# Silver TTC - Port Talbot HSM



## CymruGuy (Jul 22, 2004)

Pulled up for a meeting today at the mill offices, silver coupe (ttoc stickers) private plate parked up.

Just saying hello from an ex-Corus employee
CG


----------



## paulatt (Oct 28, 2002)

Who was that then?

It wasnt me because my TT is Mauritius Blue!


----------



## jampott (Sep 6, 2003)

Nor me, cos I don't have a TT!


----------



## nutts (May 8, 2002)

40% of our members don't have a ******** login, so you may never know


----------



## jampott (Sep 6, 2003)

nutts said:


> 40% of our members don't have a ******** login, so you may never know


Mostly they just log on as me.

Sometimes I come back and find all hell has been let loose while I've been gone.
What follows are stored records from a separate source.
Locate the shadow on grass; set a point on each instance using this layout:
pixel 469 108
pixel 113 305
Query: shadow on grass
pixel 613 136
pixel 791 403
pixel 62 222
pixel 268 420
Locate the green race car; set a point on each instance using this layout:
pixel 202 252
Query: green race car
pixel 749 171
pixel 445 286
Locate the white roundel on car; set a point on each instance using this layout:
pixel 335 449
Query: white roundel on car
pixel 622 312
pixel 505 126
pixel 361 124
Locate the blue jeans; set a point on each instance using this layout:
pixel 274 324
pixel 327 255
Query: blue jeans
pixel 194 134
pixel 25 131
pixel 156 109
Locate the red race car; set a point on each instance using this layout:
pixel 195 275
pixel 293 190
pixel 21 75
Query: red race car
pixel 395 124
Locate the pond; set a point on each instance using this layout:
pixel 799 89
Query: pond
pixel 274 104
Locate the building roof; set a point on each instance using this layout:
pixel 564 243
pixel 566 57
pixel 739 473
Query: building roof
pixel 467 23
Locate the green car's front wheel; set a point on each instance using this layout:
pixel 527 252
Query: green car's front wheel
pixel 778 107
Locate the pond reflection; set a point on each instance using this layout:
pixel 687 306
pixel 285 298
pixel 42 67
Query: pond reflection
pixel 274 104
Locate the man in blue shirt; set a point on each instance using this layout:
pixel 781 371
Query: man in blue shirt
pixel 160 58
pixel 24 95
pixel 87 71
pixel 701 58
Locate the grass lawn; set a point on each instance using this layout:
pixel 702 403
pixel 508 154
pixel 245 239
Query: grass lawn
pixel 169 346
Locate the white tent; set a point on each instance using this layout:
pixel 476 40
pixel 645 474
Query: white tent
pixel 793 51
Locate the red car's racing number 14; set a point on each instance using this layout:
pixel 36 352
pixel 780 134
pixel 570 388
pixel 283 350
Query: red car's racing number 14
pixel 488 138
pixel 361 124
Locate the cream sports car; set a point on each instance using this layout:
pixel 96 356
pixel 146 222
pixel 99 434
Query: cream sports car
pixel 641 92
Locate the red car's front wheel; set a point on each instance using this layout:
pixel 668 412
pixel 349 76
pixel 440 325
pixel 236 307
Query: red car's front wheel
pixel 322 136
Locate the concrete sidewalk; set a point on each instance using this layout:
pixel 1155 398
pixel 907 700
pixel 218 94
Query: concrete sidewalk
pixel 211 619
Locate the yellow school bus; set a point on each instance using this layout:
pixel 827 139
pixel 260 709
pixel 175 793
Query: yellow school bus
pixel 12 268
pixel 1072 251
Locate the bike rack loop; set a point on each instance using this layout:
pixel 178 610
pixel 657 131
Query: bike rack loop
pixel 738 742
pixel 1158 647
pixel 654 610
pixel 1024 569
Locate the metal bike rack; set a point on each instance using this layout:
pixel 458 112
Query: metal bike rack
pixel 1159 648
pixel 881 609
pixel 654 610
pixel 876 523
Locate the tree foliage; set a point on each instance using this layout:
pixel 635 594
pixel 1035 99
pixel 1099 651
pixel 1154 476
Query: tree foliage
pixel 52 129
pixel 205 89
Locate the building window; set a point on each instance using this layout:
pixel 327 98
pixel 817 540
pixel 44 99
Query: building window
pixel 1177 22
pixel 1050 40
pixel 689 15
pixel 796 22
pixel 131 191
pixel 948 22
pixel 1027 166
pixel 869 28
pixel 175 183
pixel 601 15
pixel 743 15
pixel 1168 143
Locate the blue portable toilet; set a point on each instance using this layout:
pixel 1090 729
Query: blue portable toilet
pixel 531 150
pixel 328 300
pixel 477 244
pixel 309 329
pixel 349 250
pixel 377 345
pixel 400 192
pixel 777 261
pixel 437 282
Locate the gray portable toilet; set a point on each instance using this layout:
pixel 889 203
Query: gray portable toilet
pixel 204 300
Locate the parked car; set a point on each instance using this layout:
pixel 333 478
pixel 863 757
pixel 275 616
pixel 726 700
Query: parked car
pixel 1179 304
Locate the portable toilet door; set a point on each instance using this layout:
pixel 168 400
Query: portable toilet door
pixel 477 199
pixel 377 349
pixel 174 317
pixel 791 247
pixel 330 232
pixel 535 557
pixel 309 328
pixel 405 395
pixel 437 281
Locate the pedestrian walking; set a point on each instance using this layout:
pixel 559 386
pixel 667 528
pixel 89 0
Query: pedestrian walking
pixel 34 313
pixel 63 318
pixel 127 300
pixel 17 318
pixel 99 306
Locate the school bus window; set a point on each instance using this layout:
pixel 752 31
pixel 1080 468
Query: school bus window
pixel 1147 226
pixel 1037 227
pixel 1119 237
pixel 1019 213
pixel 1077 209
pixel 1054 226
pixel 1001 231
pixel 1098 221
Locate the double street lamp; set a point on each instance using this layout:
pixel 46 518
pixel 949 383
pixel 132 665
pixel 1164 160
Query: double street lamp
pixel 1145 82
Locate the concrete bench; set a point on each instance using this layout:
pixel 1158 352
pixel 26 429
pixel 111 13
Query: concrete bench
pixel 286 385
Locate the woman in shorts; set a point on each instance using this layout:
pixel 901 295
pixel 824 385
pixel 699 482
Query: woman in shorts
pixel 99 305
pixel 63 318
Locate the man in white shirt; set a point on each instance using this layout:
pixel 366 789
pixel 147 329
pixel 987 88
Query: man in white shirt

Maybe I should change the password?


----------



## Kell (May 28, 2002)

Wassun me - but I did drive past Port Talbot at the weekend.


----------



## Dont I Recognise You (Oct 10, 2003)

Kell said:


> Wassun me - but I did drive past Port Talbot at the weekend.


me neither 

Kell - one word - gutted


----------



## Kell (May 28, 2002)

Apologies Wayne, was on a boys weekend all weekend in Neath.

Didn't have my own transport, but am also ashamed at myself for not making the effort.


----------



## Dont I Recognise You (Oct 10, 2003)

Next time Kell 

So - who was the mysterious TTOC member?


----------